Going across the length of South Dakota, one could easily get the impression there is a void, aching to be filled, either by hydraulic fracturing, as in its northern neighbour, or by patented corn, as in Nebraska, to the south. In the midst of this seeming void, near the hamlet of Belvidere, I looked heavenward, and was answered by these:
After a satisfying meal at JR’s Cafe, just off I-90, I drove on to Mitchell, best known as the hometown of the late Senator George McGovern. I got a good night’s sleep and spent the first part of the morning looking around Mitchell’s downtown. Here, one finds the Corn Palace, a favourite of families with school-age children.

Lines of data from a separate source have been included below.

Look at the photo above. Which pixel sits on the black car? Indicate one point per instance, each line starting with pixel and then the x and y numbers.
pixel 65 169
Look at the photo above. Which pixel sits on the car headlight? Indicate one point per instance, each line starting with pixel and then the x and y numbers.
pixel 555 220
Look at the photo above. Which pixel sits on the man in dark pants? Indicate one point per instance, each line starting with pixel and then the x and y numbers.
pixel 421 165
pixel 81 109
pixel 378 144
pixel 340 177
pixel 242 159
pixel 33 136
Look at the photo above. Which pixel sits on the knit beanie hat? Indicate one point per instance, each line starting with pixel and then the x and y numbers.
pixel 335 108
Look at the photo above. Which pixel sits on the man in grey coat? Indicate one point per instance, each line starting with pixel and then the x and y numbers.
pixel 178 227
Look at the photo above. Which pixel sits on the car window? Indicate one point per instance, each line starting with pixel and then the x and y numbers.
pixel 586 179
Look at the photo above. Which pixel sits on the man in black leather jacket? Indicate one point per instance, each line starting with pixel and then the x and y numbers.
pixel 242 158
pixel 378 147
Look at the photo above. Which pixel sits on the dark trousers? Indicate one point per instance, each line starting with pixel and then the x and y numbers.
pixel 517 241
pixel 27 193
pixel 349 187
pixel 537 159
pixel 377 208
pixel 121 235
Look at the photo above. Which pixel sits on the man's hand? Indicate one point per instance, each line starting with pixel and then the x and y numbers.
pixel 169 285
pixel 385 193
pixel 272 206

You can see, it’s impressive and kitschy at the same time. Also impressive, at least to me, is the left-over steam pipe from an old school building, on the south edge of downtown.

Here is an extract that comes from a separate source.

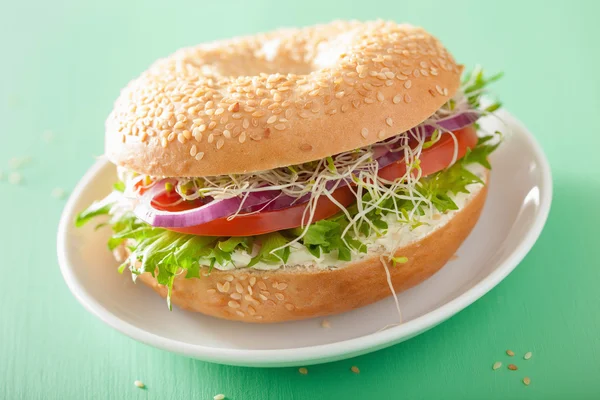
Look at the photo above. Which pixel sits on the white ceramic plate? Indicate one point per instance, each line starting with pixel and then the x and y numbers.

While I enjoyed a nice lunch at Grandma Max’s, in Sioux Falls, and enjoyed the banter of the truck drivers as they flirted with a pretty waitress, I did not have time to explore South Dakota’s largest city. My destination on Monday, July 22 was Pipestone National Monument. So, I drove over that way, via a back road that took me through Garretson, SD, and scenes like this;
Something tells me that the farms, and their steadfast, hardworking adherents, will be back. The good people of the soil have always ebbed and flowed like prairie grass.